The miriac MPX-S32G274A SoM features 1GHz quad Arm Cortex-A53 cores with Arm Neon technology organised in two clusters for applications and services. For real-time tasks, there are also triple dual-core lockstep Arm Cortex-M7 cores for which MicroSys offers support for dedicated FreeRTOS implementations beside NXP’s standard automotive support. Clustered and operated in lockstep mode, this set of heterogenous cores can support ASIL-D applications or any other functional safety standard comparable to IEC 61508. The ASIL D safety and hardware security has more than 10 times the real-time performance and networking throughput of NXP’s previous automotive gateway devices, reports MicroSys Electronics.

The SoM integrates 4Gbyte of soldered LPDDR4 RAM at 3200Mtransfers per second, 16Gbyte eMMC non-volatile memory and 64Mbyte QuadSPI flash. External SD card storage can be multiplexed with the on-board eMMC.

The SoM offers an extensive range of generic and communication interfaces including four SerDes interfaces configurable as PCIe Gen3 2×1 or 2×2, four Gigabit Ethernet, 18x CAN FD bus, two FlexRay, and four LIN. There are also 14 GPIOs, 12 analogue inputs (ADC), three SPI, two UART, one USB and three I2C interfaces.

For trace and debug tasks, the SoM supports Aurora and JTAG interfaces. MicroSys also offers a board support package including bootloader configuration and all required Linux drivers.

The SoM offers multiple native CAN interfaces as well as comprehensive FlexRay, LIN and Ethernet support. Target markets are real-time connected vehicles, mobile machinery and automotive test and measurement equipment. It can also be used for data loggers, edge gateways and fail-safe programmable logic controllers (PLCs).

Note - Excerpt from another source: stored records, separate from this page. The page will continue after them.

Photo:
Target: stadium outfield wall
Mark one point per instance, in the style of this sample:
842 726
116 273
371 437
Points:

There is native support for 18 CAN interfaces, making the MicroSys SoM particularly suitable for developing comprehensive vehicle networks. The SoM is an alternative to using generic expansion buses to connect CAN controllers which can generate high interrupt loads on the main processor. The other alternative is to use FPGAs but these can be expensive, requiring additional development resources for FPGA programming.

The NXP S32G2 processor was developed specifically for vehicle networks and the MicroSys miriac MPX-S32G274A is the world’s first SoM to integrate the processor, says the company. “OEMs benefit from an application-ready building block for their connected real-time controllers in automotive and other functional safety applications. They also benefit from high computing performance, faster Ethernet and automotive connectivity including massive native CAN support, plus comprehensive functional safety and security features,” explains Ina Sophia Schindler, CEO of MicroSys Electronics.

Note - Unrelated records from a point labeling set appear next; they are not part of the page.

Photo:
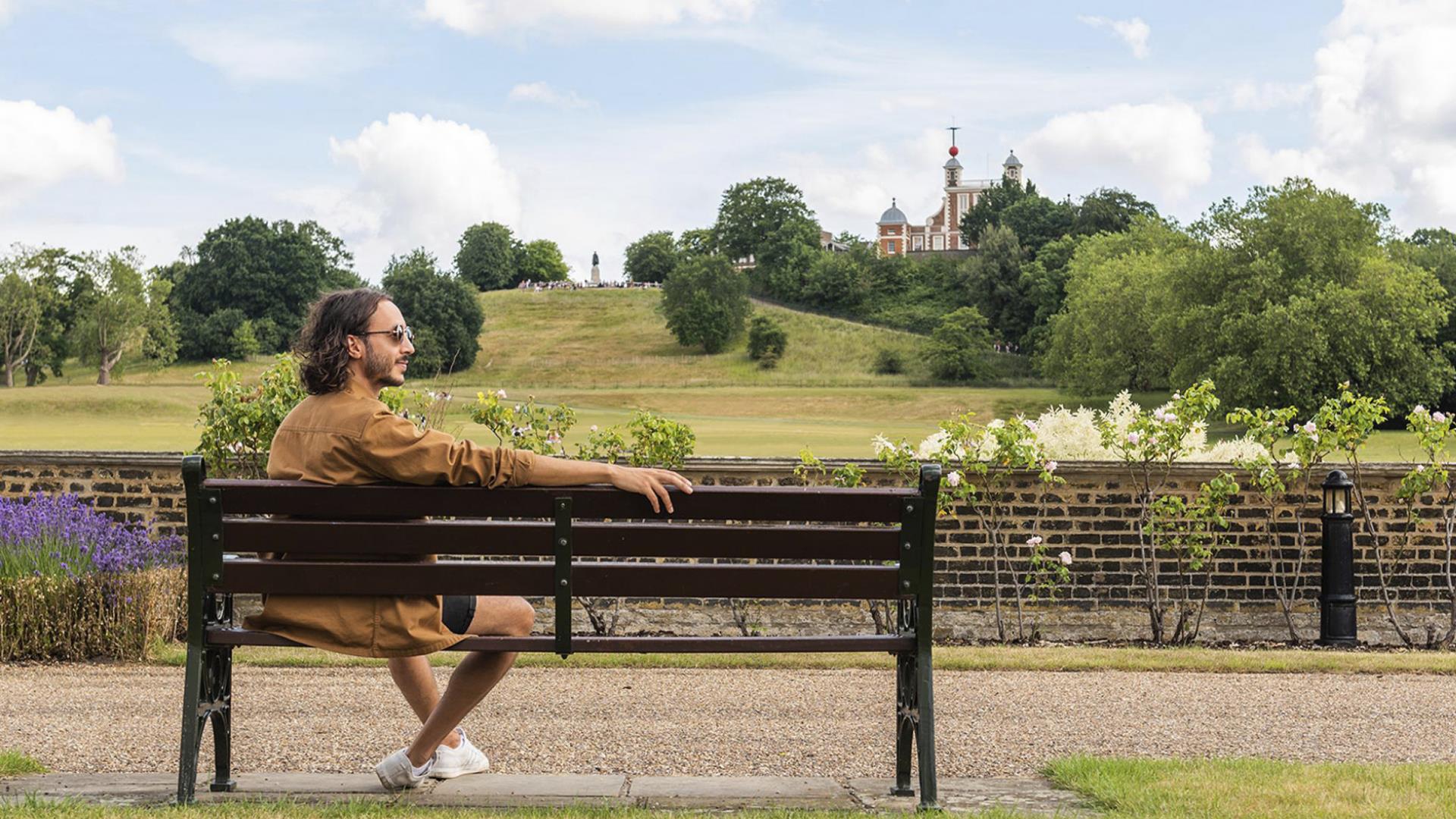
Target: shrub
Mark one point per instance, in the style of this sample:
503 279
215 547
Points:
889 362
655 442
766 338
239 420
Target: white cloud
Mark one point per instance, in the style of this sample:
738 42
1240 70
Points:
1383 120
546 95
1161 145
246 53
1133 31
419 183
487 17
42 146
1263 96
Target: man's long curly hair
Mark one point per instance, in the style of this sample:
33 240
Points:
324 354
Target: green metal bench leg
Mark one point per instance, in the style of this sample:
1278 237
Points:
220 707
905 722
925 730
191 727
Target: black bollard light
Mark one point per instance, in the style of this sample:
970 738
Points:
1337 592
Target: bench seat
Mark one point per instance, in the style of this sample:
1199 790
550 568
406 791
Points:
892 643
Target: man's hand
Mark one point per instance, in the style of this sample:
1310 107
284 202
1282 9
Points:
651 483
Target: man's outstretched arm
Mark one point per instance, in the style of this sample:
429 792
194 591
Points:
651 483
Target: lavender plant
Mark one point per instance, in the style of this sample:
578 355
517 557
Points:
63 537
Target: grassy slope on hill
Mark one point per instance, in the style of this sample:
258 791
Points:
604 353
588 338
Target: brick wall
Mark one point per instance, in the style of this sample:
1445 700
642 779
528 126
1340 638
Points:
1092 516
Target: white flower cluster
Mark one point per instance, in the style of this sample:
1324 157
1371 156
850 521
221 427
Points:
1076 435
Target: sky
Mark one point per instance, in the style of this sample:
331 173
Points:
400 123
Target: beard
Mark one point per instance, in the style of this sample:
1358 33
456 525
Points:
381 368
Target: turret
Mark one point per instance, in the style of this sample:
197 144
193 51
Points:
1011 169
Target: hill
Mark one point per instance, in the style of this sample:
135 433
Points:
588 338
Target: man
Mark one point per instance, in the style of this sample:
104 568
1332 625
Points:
354 344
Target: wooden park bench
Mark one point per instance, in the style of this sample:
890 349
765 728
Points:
800 542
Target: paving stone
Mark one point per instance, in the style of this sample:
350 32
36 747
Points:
105 789
740 792
525 790
1028 795
309 787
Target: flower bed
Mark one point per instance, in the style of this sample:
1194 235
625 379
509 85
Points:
77 585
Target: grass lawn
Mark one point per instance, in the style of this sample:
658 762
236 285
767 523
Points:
604 353
1209 789
946 657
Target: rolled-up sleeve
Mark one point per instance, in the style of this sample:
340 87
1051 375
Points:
395 447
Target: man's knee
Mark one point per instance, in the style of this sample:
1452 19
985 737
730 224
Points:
523 618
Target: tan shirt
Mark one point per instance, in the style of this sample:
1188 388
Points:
351 438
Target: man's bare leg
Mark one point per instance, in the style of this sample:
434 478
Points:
476 673
417 681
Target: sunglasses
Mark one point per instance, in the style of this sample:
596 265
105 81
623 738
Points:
398 333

MicroSys Electronics offers application-ready hardware and function-validated hardware-related software. It also offers customer-specific carrier boards and system level design services. These extend to SIL certification for any markets where functional safety standards analogue to IEC 61508 are required, including railway technology (EN 50155), aviation (DO-160), stationary and mobile machinery (ISO 13849), as well as manufacturing robots (ISO 10218), control systems (IEC 62061), and drive systems (IEC 61800‑5‑2). Approvals in the aviation context (DO-254/DO-160) are also greatly simplified by the existing manufacturer documentation.